Конец XV — начало XVI века — это время, когда Русь встала в один ряд с другими европейскими странами и, покончив с татарским игом, перешла от обороны к наступательным действиям на всех границах, особенно по Волге. Это, естественно, вызвало у современников подъем творческой активности как в политике и хозяйственной деятельности, так и в ряде областей культуры, искусства, архитектуры. Русским мастерам могли быть близки многие мысли и устремления приезжих итальянских зодчих, которые в эти годы жили еще идеями раннего Возрождения, поступательного движения стиля того периода, который Ф. Энгельс назвал «величайшим прогрессивным переворотом из всех пережитых до того времени человечеством».

В период Возрождения во всех областях знания стремились преодолеть средневековую схоластику и осваивать античную мудрость, Основным источником сведений о древней архитектуре был тогда написанный в I веке нашей эры трактат Витрувия, авторитет которого был неоспорим и на Западе, и у нас на Руси. В 1556 году Даниэле Барбаро считал, «что большое благо и в наши дни устраивать укрепления по предписанию Витрувия; более того, всякий, кто в современной фортификации не учтет античной практики, тот ничего не понимает в фортификации». Онисим Михайлов, автор русского воинского устава 1607–1621 годов, пишет (с. 91), что «…великий и многоискусный Витрувий… всем горододельцам и палатным мастерам отец был и корень».

В XV–XVI веках основой профессиональной выучки зодчих Возрождения становится тщательный обмер и изучение памятников Древнего Рима. Леон Баттиста Альберти полнее других выразил в своем трактате (1450) архитектурные идеи Возрождения: «…наблюдая сооружения древних… я гораздо большему научился, чем от писателей». Дальше, как бы продолжая эту мысль: «…хвалят те стены в городе Риме, в которых есть ход на половине высоты, и оставлены в подходящих местах щели, откуда скрытые стрелки поражают неосторожного и поспешного врага». Это описание целиком относится к римским стенам, построенным при императоре Аврелиане в 270–275 годы. Нижняя зона этих стен на одну треть высоты выложена сплошным массивом. На нем основана более тонкая стена, укрепленная пилонами с арками, поддерживающими боевой ход с парапетом и зубцами. В щековых стенах арочных ниш устроены амбразуры, а в пилонах проделаны проходы для свободного сообщения по всему уровню среднего боя стены, что значительно усиливало фронтальную оборону крепости.

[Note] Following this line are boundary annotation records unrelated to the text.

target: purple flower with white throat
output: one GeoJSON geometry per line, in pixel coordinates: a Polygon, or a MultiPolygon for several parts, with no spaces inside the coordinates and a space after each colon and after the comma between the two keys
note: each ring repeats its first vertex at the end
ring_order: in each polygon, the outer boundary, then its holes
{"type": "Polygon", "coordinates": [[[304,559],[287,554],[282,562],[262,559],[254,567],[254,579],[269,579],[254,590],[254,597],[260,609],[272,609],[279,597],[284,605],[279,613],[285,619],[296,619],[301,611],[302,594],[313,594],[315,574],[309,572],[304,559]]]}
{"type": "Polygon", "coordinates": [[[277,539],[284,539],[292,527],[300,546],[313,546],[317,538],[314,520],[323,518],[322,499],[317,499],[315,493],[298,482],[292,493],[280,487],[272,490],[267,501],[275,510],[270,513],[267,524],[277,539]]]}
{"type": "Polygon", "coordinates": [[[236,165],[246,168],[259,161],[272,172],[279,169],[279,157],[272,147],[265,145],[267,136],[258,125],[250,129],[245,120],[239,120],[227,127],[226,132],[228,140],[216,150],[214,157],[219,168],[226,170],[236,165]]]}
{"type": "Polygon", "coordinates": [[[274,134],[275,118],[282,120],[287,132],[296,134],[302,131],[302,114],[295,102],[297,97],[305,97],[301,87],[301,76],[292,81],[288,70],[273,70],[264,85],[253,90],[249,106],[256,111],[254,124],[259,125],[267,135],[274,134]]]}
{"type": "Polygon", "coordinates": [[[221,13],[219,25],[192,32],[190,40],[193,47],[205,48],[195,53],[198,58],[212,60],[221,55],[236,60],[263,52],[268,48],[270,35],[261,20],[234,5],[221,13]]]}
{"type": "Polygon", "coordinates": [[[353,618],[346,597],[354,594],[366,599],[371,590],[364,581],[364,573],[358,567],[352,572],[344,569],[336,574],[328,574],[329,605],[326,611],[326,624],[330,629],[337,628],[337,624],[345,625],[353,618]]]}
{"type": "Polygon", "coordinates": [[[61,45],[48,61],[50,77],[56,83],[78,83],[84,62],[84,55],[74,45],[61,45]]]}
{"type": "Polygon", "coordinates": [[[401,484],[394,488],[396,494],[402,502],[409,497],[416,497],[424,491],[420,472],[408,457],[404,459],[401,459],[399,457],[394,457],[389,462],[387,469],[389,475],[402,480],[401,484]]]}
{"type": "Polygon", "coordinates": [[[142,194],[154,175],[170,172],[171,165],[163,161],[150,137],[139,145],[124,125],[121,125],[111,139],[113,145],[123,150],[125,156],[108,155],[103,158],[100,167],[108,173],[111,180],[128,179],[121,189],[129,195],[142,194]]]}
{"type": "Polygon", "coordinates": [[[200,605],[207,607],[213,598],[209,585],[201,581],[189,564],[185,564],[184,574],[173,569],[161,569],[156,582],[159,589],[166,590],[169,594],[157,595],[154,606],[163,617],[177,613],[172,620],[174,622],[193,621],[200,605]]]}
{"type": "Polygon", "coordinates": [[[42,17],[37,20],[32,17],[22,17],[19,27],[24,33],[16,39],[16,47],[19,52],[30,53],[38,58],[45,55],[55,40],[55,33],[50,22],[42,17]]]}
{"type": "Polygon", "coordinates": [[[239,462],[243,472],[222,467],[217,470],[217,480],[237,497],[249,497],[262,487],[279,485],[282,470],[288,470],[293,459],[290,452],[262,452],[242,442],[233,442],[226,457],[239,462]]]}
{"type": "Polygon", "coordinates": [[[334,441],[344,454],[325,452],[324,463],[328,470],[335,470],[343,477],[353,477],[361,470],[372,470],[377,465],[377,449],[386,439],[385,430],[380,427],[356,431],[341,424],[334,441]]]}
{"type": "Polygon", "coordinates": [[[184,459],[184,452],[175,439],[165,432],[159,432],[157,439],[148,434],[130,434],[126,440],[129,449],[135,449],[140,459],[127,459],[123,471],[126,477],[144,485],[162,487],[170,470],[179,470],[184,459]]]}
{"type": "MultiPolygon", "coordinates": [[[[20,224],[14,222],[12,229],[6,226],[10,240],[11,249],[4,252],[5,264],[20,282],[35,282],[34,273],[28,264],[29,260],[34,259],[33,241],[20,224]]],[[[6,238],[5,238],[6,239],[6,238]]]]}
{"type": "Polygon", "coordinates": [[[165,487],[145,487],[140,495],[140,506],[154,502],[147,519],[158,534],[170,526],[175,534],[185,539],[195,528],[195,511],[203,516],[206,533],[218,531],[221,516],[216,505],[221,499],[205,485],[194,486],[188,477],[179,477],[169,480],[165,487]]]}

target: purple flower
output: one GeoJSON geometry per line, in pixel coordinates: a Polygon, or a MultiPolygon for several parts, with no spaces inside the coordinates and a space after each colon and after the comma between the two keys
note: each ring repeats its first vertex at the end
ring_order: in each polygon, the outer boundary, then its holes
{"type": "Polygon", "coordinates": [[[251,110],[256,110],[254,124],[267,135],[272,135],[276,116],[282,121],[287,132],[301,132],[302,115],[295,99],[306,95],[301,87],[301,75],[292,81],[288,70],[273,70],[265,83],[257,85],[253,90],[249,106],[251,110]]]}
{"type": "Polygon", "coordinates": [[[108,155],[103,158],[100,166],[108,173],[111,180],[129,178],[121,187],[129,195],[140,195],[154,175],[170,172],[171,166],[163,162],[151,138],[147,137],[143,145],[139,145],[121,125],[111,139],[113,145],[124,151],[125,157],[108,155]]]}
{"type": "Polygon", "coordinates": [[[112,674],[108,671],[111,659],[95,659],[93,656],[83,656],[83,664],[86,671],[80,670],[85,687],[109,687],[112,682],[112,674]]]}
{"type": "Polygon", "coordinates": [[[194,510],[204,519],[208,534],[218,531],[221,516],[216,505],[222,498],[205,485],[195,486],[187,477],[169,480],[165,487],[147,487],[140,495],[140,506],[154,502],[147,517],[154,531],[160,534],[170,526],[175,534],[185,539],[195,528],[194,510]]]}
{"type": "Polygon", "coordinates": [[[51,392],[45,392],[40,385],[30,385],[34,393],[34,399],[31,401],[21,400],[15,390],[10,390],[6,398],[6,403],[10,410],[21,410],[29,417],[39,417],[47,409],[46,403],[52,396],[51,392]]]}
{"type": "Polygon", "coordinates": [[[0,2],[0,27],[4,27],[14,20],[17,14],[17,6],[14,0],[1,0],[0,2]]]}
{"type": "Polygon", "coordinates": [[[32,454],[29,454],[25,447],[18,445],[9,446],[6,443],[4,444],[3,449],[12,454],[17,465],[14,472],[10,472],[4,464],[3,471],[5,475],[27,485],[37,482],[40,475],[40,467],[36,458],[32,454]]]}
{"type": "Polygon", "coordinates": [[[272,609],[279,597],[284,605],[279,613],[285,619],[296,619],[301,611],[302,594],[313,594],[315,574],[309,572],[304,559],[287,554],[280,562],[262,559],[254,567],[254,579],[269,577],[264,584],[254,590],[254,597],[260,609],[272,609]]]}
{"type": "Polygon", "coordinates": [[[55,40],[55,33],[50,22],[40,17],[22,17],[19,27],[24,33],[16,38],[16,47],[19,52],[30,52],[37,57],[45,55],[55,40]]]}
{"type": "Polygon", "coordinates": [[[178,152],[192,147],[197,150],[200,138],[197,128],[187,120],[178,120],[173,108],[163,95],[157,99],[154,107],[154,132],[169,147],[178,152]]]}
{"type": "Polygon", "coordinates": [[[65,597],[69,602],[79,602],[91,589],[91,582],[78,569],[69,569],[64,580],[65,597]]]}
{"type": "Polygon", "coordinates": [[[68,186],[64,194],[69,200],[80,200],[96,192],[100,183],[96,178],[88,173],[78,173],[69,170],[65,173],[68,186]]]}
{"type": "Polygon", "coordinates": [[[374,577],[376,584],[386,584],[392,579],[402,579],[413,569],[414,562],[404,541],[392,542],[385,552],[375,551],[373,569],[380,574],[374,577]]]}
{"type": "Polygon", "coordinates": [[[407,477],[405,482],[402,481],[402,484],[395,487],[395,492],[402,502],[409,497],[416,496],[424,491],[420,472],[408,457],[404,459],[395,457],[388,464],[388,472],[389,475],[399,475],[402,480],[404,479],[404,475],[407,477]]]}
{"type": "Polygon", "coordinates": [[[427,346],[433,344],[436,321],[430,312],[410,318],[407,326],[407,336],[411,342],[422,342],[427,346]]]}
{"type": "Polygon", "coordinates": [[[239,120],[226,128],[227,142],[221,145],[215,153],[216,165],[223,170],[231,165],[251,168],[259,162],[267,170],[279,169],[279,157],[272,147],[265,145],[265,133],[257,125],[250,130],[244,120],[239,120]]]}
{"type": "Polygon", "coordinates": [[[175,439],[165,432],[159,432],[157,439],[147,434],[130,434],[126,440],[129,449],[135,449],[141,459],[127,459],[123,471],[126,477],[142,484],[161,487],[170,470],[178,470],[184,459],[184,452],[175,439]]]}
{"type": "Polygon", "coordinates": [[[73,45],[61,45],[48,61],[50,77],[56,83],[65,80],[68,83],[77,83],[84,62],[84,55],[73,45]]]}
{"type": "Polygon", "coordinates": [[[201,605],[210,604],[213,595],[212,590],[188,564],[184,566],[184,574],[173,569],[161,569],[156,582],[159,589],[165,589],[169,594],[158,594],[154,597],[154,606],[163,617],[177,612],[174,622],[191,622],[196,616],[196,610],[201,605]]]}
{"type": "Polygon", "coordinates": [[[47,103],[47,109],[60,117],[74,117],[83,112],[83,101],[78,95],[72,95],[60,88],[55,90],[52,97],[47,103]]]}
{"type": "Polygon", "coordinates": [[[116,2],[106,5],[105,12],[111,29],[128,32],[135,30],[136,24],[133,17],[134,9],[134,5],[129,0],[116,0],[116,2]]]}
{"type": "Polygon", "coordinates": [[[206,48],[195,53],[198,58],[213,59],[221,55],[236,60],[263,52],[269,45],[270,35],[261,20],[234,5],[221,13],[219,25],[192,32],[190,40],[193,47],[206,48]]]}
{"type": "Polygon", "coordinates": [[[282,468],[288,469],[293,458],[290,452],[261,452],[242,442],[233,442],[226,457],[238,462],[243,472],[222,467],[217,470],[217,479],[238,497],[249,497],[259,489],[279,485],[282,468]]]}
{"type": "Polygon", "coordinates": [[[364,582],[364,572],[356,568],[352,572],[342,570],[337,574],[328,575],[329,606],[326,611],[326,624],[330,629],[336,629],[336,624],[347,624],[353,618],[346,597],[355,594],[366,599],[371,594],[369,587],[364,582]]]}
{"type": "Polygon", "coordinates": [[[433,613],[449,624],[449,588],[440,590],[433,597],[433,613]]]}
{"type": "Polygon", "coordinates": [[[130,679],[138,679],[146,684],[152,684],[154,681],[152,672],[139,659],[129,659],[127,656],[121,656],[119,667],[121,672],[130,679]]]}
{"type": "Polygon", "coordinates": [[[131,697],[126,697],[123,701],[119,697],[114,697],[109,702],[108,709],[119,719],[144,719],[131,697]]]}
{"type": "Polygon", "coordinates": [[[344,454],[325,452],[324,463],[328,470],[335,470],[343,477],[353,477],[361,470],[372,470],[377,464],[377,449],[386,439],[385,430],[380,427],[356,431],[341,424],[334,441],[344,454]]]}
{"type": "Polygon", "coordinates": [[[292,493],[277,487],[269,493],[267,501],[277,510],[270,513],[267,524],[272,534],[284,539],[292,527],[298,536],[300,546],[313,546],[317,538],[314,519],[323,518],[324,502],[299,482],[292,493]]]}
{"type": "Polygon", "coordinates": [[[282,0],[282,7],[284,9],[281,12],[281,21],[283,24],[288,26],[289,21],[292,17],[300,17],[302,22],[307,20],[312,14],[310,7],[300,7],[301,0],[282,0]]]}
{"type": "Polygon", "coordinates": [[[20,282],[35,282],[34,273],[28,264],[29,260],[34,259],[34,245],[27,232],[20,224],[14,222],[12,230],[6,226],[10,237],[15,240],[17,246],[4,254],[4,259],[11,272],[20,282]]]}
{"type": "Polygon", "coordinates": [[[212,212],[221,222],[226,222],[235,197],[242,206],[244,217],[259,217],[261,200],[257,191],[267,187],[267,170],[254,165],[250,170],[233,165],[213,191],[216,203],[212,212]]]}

В духе таких античных традиций была возведена ограждающая стена Нижегородского кремля — главный элемент его укреплений. Конструкция, структура и в значительной степени сам облик близки Аврелиановым стенам Древнего Рима. В обоих сооружениях нижняя часть стен сложена сплошным каменным массивом, на котором возвышаются ряды арок, несущие боевой ход. Строители нижегородских стен не стали ослаблять пилонов, устраивая в них проходы, и не сделали среднего боя в стенах, считая, очевидно, что огонь пищалей, расположенных в башнях и по верху боевого хода стен, вполне достаточен для отражения противника. Таким образом, здесь последовательно соблюдались два главных принципа, которыми руководствовались нижегородские зодчие, — максимальная прочность стен и решающая роль фланкирования.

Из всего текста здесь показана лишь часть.